I had a strange situation a few months ago:
I was reviewing a paper which was on an interesting problem and the authors used machine learning to solve this problem. Unfortunately, they seemed to have little experience with the methods so they obviously ran into the problem of overfitting without noticing this. Therefore, they drew wrong conclusions from their experiments. (Short summary for people not familiar with machine learning: They did not use the methods correctly and so their results were invalid).
I elaborated on the problem in my review and stated that the result cannot be generalized due to this problem and that the methods were used wrongly.
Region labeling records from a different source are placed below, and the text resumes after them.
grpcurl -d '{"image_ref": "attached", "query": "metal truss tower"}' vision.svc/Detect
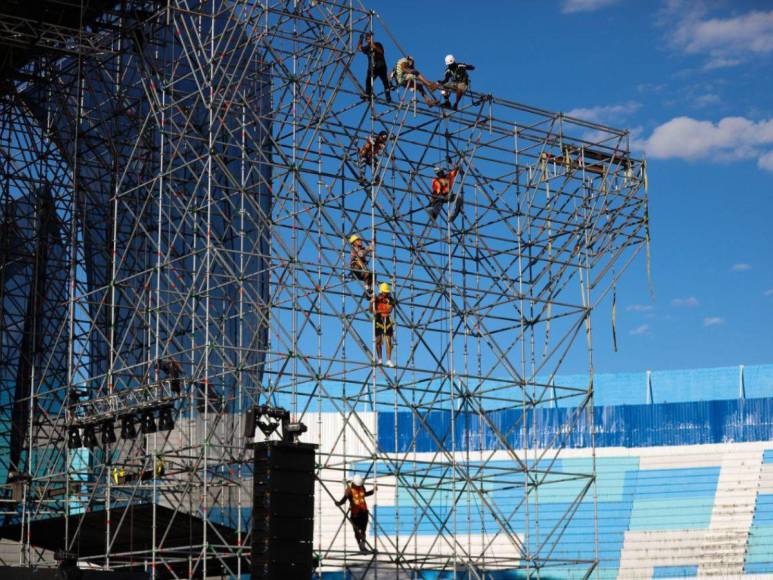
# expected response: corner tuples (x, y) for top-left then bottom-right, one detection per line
(0, 0), (647, 577)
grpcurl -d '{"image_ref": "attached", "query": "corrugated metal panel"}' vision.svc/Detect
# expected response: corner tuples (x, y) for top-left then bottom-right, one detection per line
(378, 398), (773, 452)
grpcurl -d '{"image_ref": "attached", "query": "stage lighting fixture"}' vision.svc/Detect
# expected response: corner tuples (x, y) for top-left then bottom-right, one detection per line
(140, 411), (156, 435)
(83, 425), (97, 449)
(101, 419), (115, 446)
(158, 407), (174, 431)
(67, 427), (83, 449)
(121, 415), (137, 439)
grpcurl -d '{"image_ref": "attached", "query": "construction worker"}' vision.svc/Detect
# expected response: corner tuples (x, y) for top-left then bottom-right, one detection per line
(357, 131), (389, 185)
(392, 56), (438, 107)
(427, 166), (464, 222)
(370, 282), (397, 367)
(349, 234), (373, 297)
(336, 475), (377, 553)
(438, 54), (475, 110)
(357, 32), (392, 103)
(113, 467), (126, 485)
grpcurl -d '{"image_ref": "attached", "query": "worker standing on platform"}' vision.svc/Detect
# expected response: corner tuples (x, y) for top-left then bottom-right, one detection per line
(357, 32), (392, 103)
(427, 165), (464, 222)
(370, 282), (397, 367)
(336, 475), (377, 553)
(349, 234), (373, 298)
(392, 56), (438, 107)
(357, 131), (389, 186)
(438, 54), (475, 110)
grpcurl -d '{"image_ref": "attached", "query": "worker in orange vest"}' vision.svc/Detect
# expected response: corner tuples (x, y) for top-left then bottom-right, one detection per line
(357, 131), (389, 185)
(427, 166), (463, 222)
(349, 234), (373, 298)
(370, 282), (397, 367)
(336, 475), (377, 552)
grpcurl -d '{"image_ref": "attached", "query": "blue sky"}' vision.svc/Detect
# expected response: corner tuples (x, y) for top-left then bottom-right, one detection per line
(367, 0), (773, 372)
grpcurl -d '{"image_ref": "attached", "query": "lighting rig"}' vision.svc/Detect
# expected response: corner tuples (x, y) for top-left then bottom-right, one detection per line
(66, 378), (181, 449)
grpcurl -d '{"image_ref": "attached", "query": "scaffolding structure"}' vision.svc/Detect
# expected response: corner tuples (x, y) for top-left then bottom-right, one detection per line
(0, 0), (648, 578)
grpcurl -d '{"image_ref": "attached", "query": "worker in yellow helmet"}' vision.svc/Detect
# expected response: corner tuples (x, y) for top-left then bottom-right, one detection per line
(370, 282), (397, 367)
(349, 234), (373, 298)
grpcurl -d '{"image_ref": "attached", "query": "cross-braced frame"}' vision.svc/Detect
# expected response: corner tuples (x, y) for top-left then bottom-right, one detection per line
(0, 0), (647, 577)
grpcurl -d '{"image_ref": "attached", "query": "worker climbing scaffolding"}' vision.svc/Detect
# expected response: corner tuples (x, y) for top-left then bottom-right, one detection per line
(392, 56), (438, 107)
(357, 32), (392, 103)
(370, 282), (397, 367)
(336, 475), (378, 553)
(437, 54), (475, 110)
(349, 234), (373, 297)
(357, 131), (389, 186)
(427, 164), (464, 222)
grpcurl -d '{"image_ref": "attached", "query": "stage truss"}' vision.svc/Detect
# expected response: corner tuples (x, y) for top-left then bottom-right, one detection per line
(0, 0), (647, 577)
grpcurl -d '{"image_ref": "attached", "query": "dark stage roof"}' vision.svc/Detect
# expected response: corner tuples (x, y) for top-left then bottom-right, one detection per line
(0, 503), (244, 576)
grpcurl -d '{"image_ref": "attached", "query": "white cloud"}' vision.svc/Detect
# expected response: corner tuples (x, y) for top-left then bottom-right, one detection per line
(661, 0), (773, 69)
(643, 117), (773, 171)
(561, 0), (620, 14)
(671, 296), (700, 308)
(566, 101), (641, 123)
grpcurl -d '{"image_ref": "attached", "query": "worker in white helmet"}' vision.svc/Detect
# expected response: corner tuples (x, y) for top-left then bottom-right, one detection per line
(336, 475), (377, 552)
(370, 282), (397, 367)
(438, 54), (475, 110)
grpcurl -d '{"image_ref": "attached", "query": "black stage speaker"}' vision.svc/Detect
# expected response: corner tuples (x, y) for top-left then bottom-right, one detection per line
(252, 441), (317, 579)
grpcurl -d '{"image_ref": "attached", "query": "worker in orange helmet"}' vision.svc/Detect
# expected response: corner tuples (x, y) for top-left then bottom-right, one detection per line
(427, 165), (464, 221)
(336, 475), (377, 552)
(349, 234), (373, 298)
(370, 282), (397, 367)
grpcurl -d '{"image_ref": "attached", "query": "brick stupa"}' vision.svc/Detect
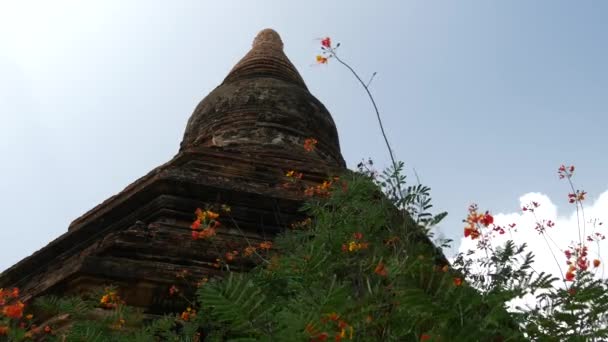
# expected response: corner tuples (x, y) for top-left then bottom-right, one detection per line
(0, 29), (345, 313)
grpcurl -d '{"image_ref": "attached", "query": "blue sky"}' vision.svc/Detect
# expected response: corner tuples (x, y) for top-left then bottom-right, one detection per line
(0, 0), (608, 270)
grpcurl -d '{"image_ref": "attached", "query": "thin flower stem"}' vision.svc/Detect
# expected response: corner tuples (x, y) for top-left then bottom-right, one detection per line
(329, 48), (403, 199)
(532, 211), (568, 288)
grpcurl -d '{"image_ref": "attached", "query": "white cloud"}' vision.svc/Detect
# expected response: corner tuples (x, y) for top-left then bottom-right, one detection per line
(459, 190), (608, 285)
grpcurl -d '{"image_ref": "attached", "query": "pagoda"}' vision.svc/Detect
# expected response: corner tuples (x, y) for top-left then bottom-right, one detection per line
(0, 29), (345, 313)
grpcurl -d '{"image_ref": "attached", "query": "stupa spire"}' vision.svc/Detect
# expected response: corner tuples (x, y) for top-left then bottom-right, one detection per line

I was a bit surprised to receive a revision of the manuscript, where my remarks were just included in the discussion section: In fact they did not improve the experiment, but in the discussion they more or less stated that:
it is possible that everything we wrote in here is invalid due to the problem of overfitting.
So in the end they had a paper with a good justification for the project, a maybe working method which was not applied correctly, and they interpreted the results correct – so all in all it was a well documented example for a failure, and it was formally correct.
Still, my recommendation was to refuse the paper, but I was considering if it might be helpful to others because they could learn from the mistakes. On the other hand, publishing such a paper would not be a reference for the authors since this is a severe flaw in the use of methods (and readers might skip the discussion and think the results are valid).
Did you have similar experiences before? And how did you react?